I've read a few threads on this site; all seem to provide almost everything I need to complete this project, but I just cannot get there.

What I am trying to do is, instead of reading the raw text from a local text file and counting the word, have the user paste the raw text into the output window and C++ processes and returns the word count. The raw text can be a bunch of paragraphs, not just a line.

Below is my failed attempt, with the input portion commented out. A little bit more than a URL would be greatly appreciated.

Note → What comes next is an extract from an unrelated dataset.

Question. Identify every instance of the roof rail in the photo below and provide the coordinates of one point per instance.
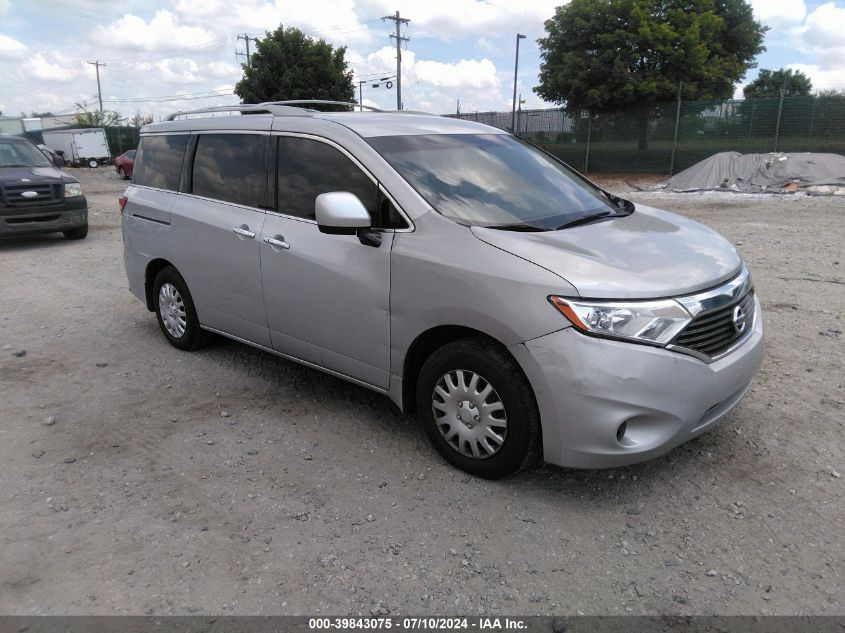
(260, 108)
(321, 102)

I've spent a lot of hours on this and failed each time :)

Background: taking a beginners course in C++

#include <string>
#include <fstream>
#include <sstream>
#include <iostream>

const char *FILENAME = "input.txt";

int main()
{

	/*
	std::cout << "Enter your text: ";
		char raw[1000];
	std::cin >> raw;
*/


	std::ifstream mytext(FILENAME);


	if(!mytext)
	{
		return 1;
	}
	std::string word;
    int totalwords = 0;
    int totalcharacters =0;

	while(mytext >> word)
	{
	std::cout << "Found: '" << word << "' with " << word.length() << " character(s)." << std::endl;
	totalcharacters = totalcharacters +word.length();
	totalwords++;
	}
	std::cout << "-----------------------------------" << std::endl;
	std::cout << "The file has " << totalwords << " words." << std::endl;
	std::cout << "The " << totalwords << " words used " << totalcharacters << " characters." << std::endl;

	return 0;
}

thanks in advance for your help.

Recommended Answers

All 6 Replies

Can you explain what the problem is? What is an example input, current output, and the expected output?

David

Can you explain what the problem is? What is an example input, current output, and the expected output?

David

Thanks David.

The prompt should be something like

Please enter some text:

The user can paste an unspecified amount of text (could be multi-line, multi-paragraph).

The output could say something like:

The text contains 140 words.

I have used the getline method to successfully get a string as input and store it to a string variable, but I am not sure what variable type I'd need to get a multi-line text. And then how do I work with that variable to break it down to count the words?

This is some fancy footwork with some STL stuff, but it does the trick:
http://programmingexamples.net/index.php?title=CPP/Strings/Split

Basically you are trying to separate the paragraph by the ' ' character (a space). Then you can store each word in a std::vector<std::string> and then use yourVector.size() to get a count of the words.

commented: thank you very much! +0

If the text you are reading is from a file, then the code posted should work pretty good as the >> operator should successfully separate the text into individual words based on finding whitespace characters. However, if you want to read from interactive user input you have a bit of a problem, because how does the program figure out when user input has stopped? There are several ways to deal with that issue, if it seems to be the problem you are experiencing.

How can the user "paste" something into a console program? They can enter data from the keyboard, they can get it from a file, or they can get it from some other stream, but I don't see how they can "paste" it in; at least not in the sense of "pasting" something into a window.

If you can get the whole input, then put it into a std::stringstream and you can use the >> operator just like you would with an fstream.

Lerner - I think he just means to paste something into the console window and then press enter, just as if he had typed it in the window directly.

David

thanks for the help, David. the link was very useful.